И все же Аэро отказался бросить ее. Ведь она не бросила его, когда майоры прервали поединок с Виником и устроили ловушку внутри симуляционной камеры.
Оружейник осмотрел ногу Рен и сказал, что у нее растяжение. Не перелом – и хорошо. Как всегда щепетильный, мастер соорудил шину, но даже с ней Рен не могла пройти и короткого расстояния, не говоря уже о тысячах миль до Первого ковчега.
– Две недели отдыха как минимум, – сказал оружейник, прилаживая шину. – Попытаетесь идти раньше, снова повредите ногу.
– Надо идти, – заявила Рен, невзирая на укоризненный взгляд Аэро.
Оружейник затянул повязку потуже, и Рен поморщилась.
– Лейтенант, к такому следует относиться серьезно. Связки могут и не восстановиться.
– Оставаться тут слишком рискованно! Здесь, в пустыне, мы как на ладони. Виник ищет нас. Ему ничего не стоит просчитать траекторию и вычислить место падения. Только двигаясь, мы сможем оторваться…
– Мы тебя не оставим, – перебил Аэро, хотя и знал, что Рен права. – Решение окончательное, лейтенант. Ты осмелишься перечить прямому приказу?
Внезапно вспыхнул Маяк, вырывая Аэро из реальности. Он взглянул на браслет: печать Уробороса – змей, кусающий себя за хвост и обвивший слова «Aeternus eternus», – все еще тускло поблескивала. Золотистый металл был теплый на ощупь. Аэро услышал слабый голос, как будто кто-то звал его издалека: «Аэро! Аэро! Аэро!»
Он сразу же подумал о Майре. Может, она ищет его? Зовет? Или попала в беду? Или это голос кого-то другого? Однако сигнал угас прежде, чем Аэро сумел определить источник. Он был расстроен и растерян. Маяк – не фальшион, им управлять сложнее. Браслет сильно отличался от всего, с чем Аэро имел дело прежде. И пусть фальшионы – продукт сложной научной мысли, по своей сути они просты. А вот Маяк – дело совершенно иное, он сочетает в себе и науку, и алхимию, и магию.

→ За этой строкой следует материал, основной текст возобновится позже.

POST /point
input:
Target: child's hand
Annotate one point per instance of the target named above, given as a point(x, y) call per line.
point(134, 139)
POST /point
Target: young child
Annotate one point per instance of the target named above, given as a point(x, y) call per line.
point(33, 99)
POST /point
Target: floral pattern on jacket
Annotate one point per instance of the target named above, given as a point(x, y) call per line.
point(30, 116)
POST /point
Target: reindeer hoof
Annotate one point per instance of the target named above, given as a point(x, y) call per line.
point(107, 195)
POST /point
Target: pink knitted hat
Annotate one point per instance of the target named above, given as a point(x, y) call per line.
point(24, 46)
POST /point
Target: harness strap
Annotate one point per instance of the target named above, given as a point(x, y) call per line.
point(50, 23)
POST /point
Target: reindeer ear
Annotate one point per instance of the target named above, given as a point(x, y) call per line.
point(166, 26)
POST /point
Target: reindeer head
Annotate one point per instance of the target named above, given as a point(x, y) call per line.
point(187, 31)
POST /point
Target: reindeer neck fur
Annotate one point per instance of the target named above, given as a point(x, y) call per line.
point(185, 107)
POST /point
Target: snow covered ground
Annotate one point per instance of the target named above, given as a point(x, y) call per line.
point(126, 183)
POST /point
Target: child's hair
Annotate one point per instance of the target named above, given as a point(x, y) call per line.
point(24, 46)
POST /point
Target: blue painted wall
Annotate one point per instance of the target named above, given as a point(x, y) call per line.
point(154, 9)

Аэро обнажил фальшион и проделал несколько упражнений – отчасти чтобы поддержать навыки, отчасти чтобы успокоить разум. Упражнения всегда помогали справиться со сложными эмоциями. Взглянув на клинок, он увидел на золотистом металле свое отражение: короткие каштановые волосы отросли и чуть курчавились, но глаза – темно-карие, почти черные – оставались прежними, да и шрам на лбу никуда не делся.
Аэро мысленно скомандовал: «Палаш», – и фальшион принял форму длинного тяжелого клинка. Лезвие со свистом рассекало воздух, оставляя шлейф из золотистых искр. Вскоре на лбу Аэро выступил пот и заструился по лицу. Размяться оказалось полезно.
«Катана», – подумал Аэро, и меч преобразился в самурайский клинок. Фальшион менял формы неохотно, хотя со стороны этого никто бы не заметил. Пора было подзарядить его, Аэро поговорит с оружейником позже.